フラットベッドスキャナーなどでも複数(3~4種類)のスキャンボタンが用意され、スキャンした画像をファイルに保存、メールに添付、Photoshopの起動といった動作を選べるものがある。その強化版といったところだ。
スキャン後にメニューがポップアップしてデータの用途をマウスで選択する方式より手早くも、スキャナーだけで次々と用途を変えて操作できる。ファイルの保存先も振り分けられるので、PCのフォルダーをネットワーク上で共有していれば、PC操作なしで自分のフォルダーにスキャン結果を投げ込める。
同社ではこうしたオフィスシーンでの利用に、サイレックス・テクノロジーのUSBデバイスサーバー「SX-2000U2」との連携を推奨している。本機のようなUSB接続のみの周辺機器をLAN(Ethernet)に接続するためのUSB→LAN変換アダプターで、あたかもローカルPCのUSB端子に接続しているかのように利用できる。部署では複数台のスキャナーを一度に導入できない場面も多いだろうが、このLANアダプターを使って共有すれば大幅に利便性が上がるはずだ。

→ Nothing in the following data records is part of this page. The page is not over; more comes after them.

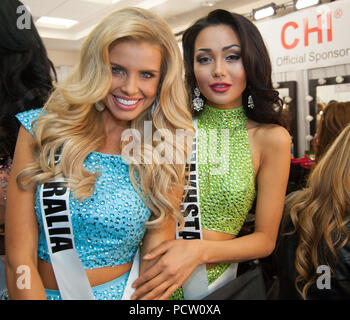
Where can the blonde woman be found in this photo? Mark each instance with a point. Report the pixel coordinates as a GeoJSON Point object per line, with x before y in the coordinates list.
{"type": "Point", "coordinates": [129, 75]}
{"type": "Point", "coordinates": [315, 255]}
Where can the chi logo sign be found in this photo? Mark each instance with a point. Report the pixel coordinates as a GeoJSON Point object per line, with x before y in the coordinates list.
{"type": "Point", "coordinates": [292, 32]}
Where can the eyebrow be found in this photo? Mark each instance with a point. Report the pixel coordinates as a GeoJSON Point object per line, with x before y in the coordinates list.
{"type": "Point", "coordinates": [121, 67]}
{"type": "Point", "coordinates": [223, 49]}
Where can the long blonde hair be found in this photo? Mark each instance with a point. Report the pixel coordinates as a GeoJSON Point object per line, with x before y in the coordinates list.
{"type": "Point", "coordinates": [70, 124]}
{"type": "Point", "coordinates": [321, 211]}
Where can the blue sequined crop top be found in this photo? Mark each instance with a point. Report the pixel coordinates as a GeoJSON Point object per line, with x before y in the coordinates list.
{"type": "Point", "coordinates": [109, 225]}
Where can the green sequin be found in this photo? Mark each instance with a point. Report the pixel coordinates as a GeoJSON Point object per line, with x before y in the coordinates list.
{"type": "Point", "coordinates": [225, 174]}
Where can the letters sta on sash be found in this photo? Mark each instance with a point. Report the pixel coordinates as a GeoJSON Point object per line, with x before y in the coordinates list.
{"type": "Point", "coordinates": [190, 208]}
{"type": "Point", "coordinates": [55, 197]}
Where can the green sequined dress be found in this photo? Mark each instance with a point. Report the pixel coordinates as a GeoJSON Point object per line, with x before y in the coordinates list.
{"type": "Point", "coordinates": [225, 174]}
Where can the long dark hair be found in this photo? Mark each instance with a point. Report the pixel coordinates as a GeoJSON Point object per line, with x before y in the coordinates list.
{"type": "Point", "coordinates": [256, 61]}
{"type": "Point", "coordinates": [26, 73]}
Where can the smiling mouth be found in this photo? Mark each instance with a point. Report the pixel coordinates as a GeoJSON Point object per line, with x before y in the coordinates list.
{"type": "Point", "coordinates": [126, 103]}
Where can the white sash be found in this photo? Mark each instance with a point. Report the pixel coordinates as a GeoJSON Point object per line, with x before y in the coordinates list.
{"type": "Point", "coordinates": [69, 272]}
{"type": "Point", "coordinates": [70, 275]}
{"type": "Point", "coordinates": [196, 287]}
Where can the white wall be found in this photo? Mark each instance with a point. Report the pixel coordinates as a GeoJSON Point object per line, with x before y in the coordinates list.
{"type": "Point", "coordinates": [64, 61]}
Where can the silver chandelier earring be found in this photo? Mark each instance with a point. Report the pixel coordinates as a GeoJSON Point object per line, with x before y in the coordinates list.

実際に使ってみると、モノクロとカラー、解像度の違いで読み取り速度が大きく異なり、特にカラーでの高解像度(400dpi)設定では極端にスキャン速度が落ちる傾向にある。とはいえ、実用的な200dpiであればカラー/グレースケールでも軽快に動作する。
Caminacs NS-CA1でのスキャン時間比較
カラードキュメントA4、10枚両面(20ページ)
開始からスキャン動作終了まで | 開始からファイル出力まで | |
---|---|---|
カラー(400dpi) | 12分36秒 | 12分36秒(スキャンと並行動作) |
カラー(200dpi) | 2分55秒 | 3分20秒 |
グレースケール(200dpi) | 56秒 | 1分18秒 |
モノクロ(200dpi) | 53秒 | 57秒 |
モノクロ(100dpi) | 36秒 | 37秒 |
付属ソフトでは、PDFや画像のデータベース化ができる「さくっとファイリング」が便利だ。スキャン結果をPDF化する際にキーワードを付けて検索・分類できるほか、PDFファイルのWord/Excel形式への変換、OCRによるテキスト化など、書類整理に関する機能が豊富に揃っている。
また、OCR機能を持つ名刺管理ソフト「Presto! BizCard 5」も標準で付属するので、ほかにアプリケーションを用意しなくてもビジネスシーンには十分活用できるだろう(OCRソフト「読み取り革命」体験版も付属する)。本機はTWAINにも対応しているため、Adobe Photoshopなどの画像処理ソフトなどと組み合わせても便利に使える。
※「ScanSnap」シリーズのメーカー名に誤りがありました。訂正するとともに、読者ならびに関係者の皆様にご迷惑をおかけしたことをお詫びいたします。